Curvati dalla immane fatica di una camminata di miglia e miglia seguendo una luce, venivano vecchi regnanti a rendere omaggio. Non si sa nulla di loro. Né di dove vengano né di dove vanno. Immersi in una sabbia che turbina loro intorno sono notte nella notte, illusi solo dal lontano lucore di una luce. Ogni tanto si ode un verso slabbrato di cammello, un belare di capre; qualche tintinnio annuncia una gregge nelle vicinanze.
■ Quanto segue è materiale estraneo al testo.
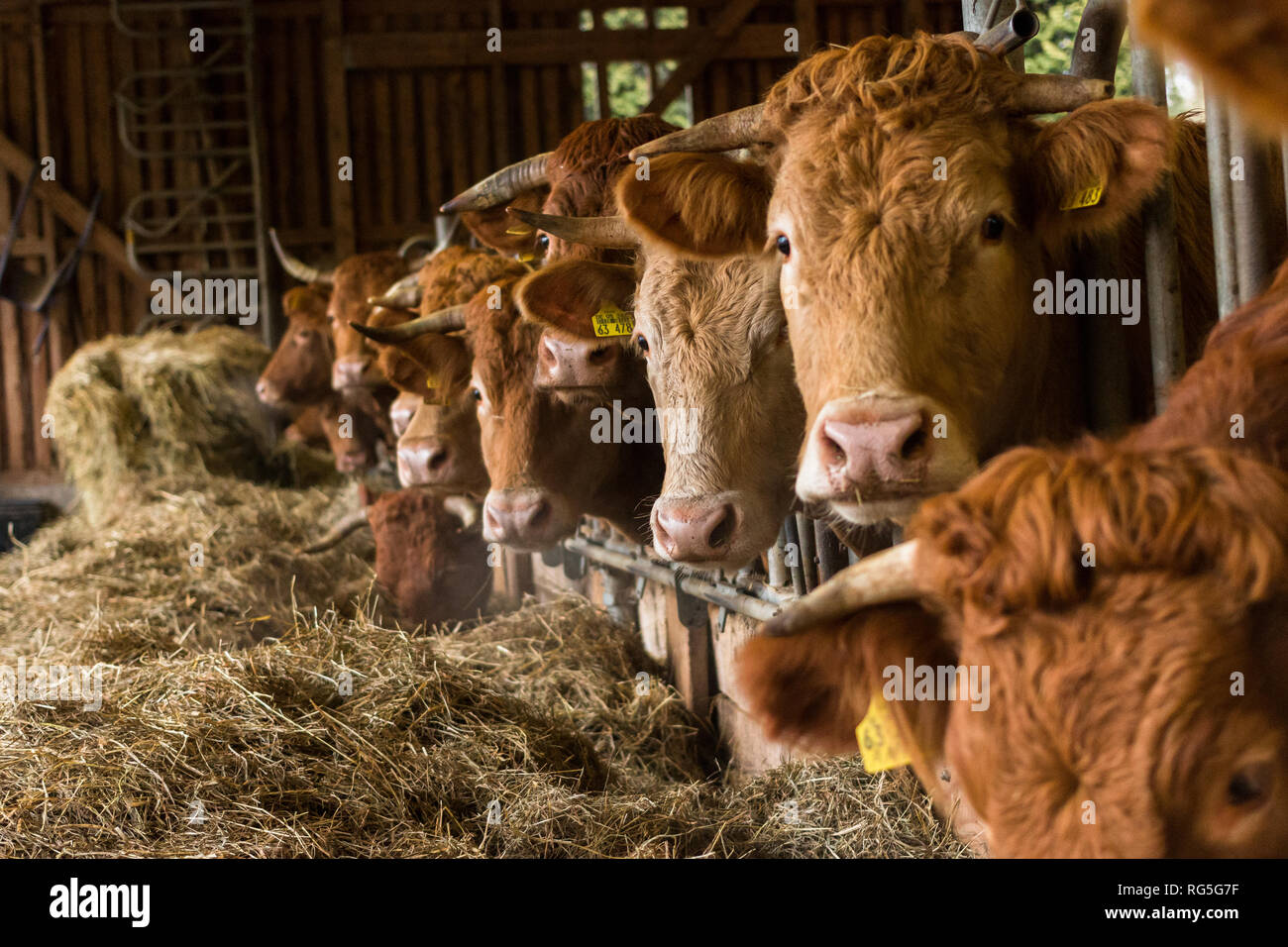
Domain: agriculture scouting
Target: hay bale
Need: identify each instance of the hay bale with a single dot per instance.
(336, 735)
(127, 407)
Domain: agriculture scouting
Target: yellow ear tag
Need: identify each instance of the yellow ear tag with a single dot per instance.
(1087, 197)
(610, 321)
(879, 738)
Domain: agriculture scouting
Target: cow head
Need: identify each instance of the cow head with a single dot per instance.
(544, 464)
(713, 339)
(429, 554)
(299, 372)
(913, 208)
(580, 174)
(1120, 608)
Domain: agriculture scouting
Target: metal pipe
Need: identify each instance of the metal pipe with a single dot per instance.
(1162, 254)
(697, 586)
(1223, 208)
(1252, 221)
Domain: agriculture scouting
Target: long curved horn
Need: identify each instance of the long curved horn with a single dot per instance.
(351, 522)
(735, 129)
(296, 266)
(609, 232)
(503, 185)
(464, 509)
(1039, 94)
(449, 320)
(881, 578)
(403, 294)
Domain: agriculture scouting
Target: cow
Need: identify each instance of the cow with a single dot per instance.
(430, 558)
(438, 445)
(545, 462)
(580, 174)
(299, 371)
(1124, 598)
(915, 209)
(353, 282)
(713, 338)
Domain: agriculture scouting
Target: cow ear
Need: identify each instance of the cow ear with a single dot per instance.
(567, 295)
(698, 205)
(814, 688)
(503, 234)
(1096, 166)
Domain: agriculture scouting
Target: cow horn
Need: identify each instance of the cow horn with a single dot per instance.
(609, 232)
(879, 579)
(503, 185)
(296, 266)
(403, 294)
(449, 320)
(464, 509)
(1041, 94)
(1010, 34)
(726, 132)
(346, 526)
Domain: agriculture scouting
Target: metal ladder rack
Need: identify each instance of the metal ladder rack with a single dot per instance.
(196, 129)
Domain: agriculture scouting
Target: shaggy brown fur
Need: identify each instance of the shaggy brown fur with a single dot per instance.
(1237, 46)
(434, 570)
(1126, 602)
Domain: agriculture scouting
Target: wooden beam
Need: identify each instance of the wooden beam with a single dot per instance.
(545, 47)
(336, 93)
(68, 209)
(703, 51)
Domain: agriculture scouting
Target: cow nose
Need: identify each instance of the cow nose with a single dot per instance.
(578, 365)
(424, 462)
(519, 517)
(695, 528)
(890, 453)
(267, 392)
(347, 372)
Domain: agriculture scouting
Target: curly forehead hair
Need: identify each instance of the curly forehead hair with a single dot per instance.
(915, 78)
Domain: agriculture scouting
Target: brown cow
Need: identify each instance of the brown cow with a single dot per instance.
(915, 209)
(580, 174)
(299, 372)
(545, 464)
(1124, 600)
(713, 338)
(429, 556)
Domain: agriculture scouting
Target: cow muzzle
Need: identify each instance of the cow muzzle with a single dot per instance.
(871, 458)
(528, 519)
(562, 365)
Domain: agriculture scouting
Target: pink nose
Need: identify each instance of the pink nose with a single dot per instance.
(425, 460)
(267, 392)
(576, 364)
(348, 372)
(518, 517)
(889, 454)
(695, 528)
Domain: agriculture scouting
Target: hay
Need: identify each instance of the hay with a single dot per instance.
(132, 407)
(211, 742)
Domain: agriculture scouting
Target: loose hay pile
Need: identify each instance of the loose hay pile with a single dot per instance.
(342, 737)
(127, 407)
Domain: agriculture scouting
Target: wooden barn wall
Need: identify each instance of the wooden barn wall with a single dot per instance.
(406, 89)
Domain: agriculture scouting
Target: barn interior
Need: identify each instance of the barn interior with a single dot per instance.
(259, 693)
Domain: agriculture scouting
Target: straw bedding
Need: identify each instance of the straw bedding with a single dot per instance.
(262, 703)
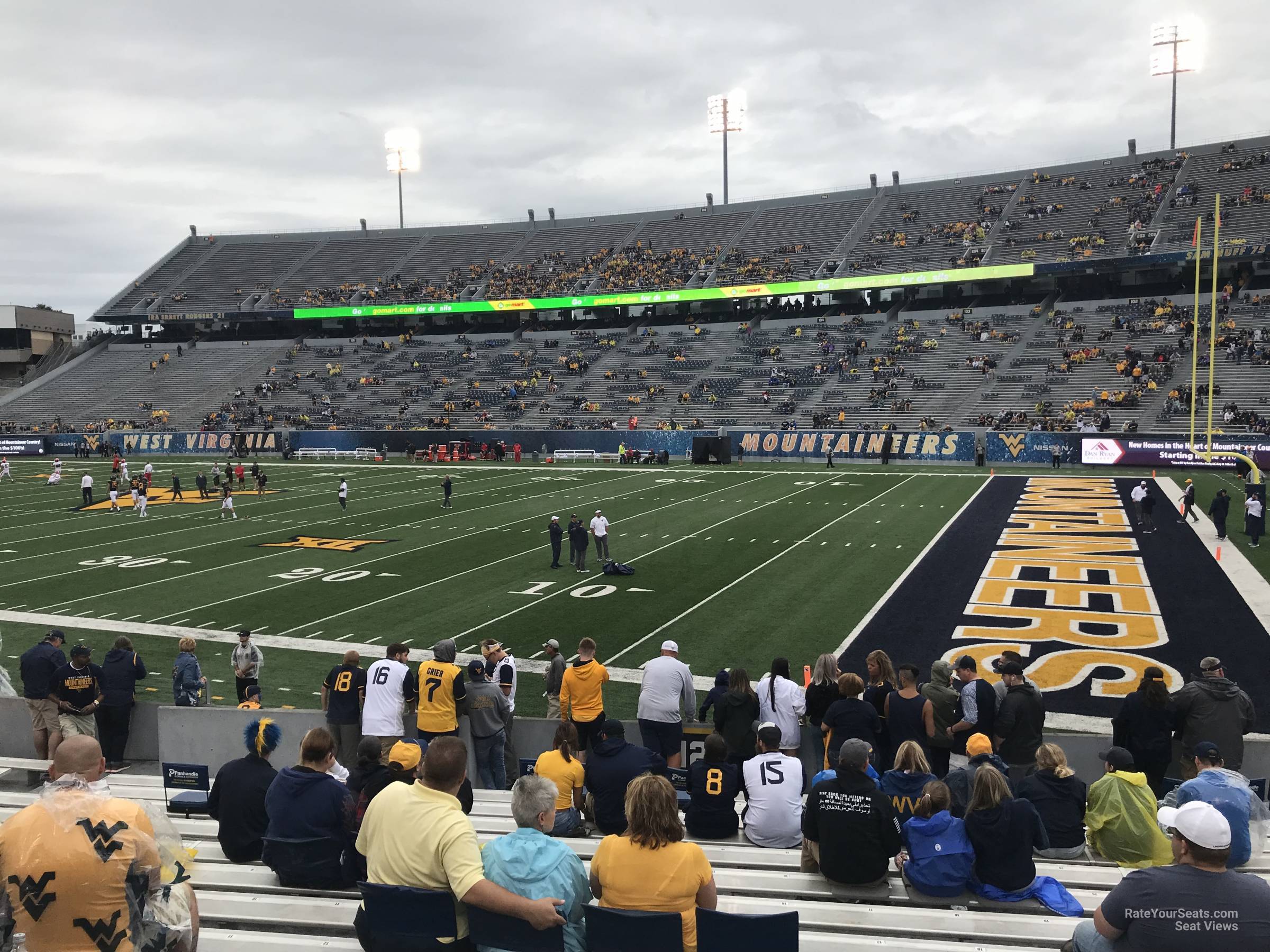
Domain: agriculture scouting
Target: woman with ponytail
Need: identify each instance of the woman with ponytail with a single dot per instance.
(562, 767)
(237, 799)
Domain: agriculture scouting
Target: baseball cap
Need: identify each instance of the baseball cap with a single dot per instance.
(1006, 657)
(1199, 823)
(769, 734)
(1118, 757)
(1207, 750)
(854, 753)
(978, 744)
(405, 754)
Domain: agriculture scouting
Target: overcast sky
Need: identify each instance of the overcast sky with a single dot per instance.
(124, 124)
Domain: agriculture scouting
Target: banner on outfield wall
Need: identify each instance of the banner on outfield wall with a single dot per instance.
(201, 442)
(932, 447)
(23, 446)
(1170, 451)
(1032, 447)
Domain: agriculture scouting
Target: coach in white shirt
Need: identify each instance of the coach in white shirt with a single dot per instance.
(600, 530)
(1138, 494)
(774, 786)
(391, 684)
(665, 691)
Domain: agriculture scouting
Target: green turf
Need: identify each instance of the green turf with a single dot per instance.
(740, 564)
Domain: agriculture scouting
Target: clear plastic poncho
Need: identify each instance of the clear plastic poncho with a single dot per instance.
(83, 868)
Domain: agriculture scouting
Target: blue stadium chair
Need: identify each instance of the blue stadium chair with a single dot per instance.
(727, 932)
(511, 935)
(305, 864)
(404, 919)
(628, 931)
(194, 784)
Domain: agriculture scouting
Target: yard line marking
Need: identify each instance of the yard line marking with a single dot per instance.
(900, 581)
(737, 582)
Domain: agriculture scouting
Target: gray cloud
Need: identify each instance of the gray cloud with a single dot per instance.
(125, 125)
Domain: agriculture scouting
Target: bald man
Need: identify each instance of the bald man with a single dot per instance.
(343, 693)
(70, 858)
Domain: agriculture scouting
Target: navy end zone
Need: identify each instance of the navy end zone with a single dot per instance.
(1056, 569)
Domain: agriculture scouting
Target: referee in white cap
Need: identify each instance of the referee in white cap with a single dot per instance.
(600, 530)
(666, 697)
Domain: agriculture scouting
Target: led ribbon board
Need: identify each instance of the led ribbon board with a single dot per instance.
(994, 272)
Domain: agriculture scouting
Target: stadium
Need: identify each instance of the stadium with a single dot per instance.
(915, 418)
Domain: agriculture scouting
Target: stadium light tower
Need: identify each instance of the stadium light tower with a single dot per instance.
(725, 113)
(403, 155)
(1174, 50)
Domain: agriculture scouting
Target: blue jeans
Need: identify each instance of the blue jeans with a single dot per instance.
(1086, 938)
(567, 822)
(489, 761)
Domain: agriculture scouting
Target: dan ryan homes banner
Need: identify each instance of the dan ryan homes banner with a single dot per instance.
(929, 447)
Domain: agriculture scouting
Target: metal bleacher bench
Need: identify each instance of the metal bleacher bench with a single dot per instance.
(332, 454)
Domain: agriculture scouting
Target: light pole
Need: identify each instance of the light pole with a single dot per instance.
(402, 149)
(1172, 54)
(725, 113)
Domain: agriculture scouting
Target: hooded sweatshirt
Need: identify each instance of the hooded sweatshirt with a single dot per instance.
(1230, 794)
(1004, 839)
(1216, 710)
(582, 690)
(855, 826)
(532, 865)
(613, 765)
(1061, 804)
(121, 671)
(716, 692)
(943, 697)
(962, 780)
(1020, 724)
(940, 855)
(905, 790)
(736, 715)
(1121, 816)
(304, 804)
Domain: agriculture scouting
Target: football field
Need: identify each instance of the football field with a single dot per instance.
(736, 564)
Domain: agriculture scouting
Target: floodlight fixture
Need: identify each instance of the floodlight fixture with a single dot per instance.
(725, 113)
(1174, 49)
(402, 153)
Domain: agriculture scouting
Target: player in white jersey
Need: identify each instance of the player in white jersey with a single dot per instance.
(391, 684)
(774, 785)
(228, 500)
Ma niente: è completamente buio e i tre si toccano a vicenda. “Ci sei? Ci siete? Non vi vedo!”
Salvò si ridestò al decimo tocco della campana. Un ritornello infinito quella notte a cui si aggiungeva il puzzo sacrificale delle frittelle di mela. Avete mai concepito qualcosa di più distante tra il fritto e la mela? Forse le aringhe e la cioccolata? “Ma che ne capisci tu! E' la tradizione!” si faceva pulpito la nonna dall'alto del grembiule rosso con i fiocconi bianchi di neve.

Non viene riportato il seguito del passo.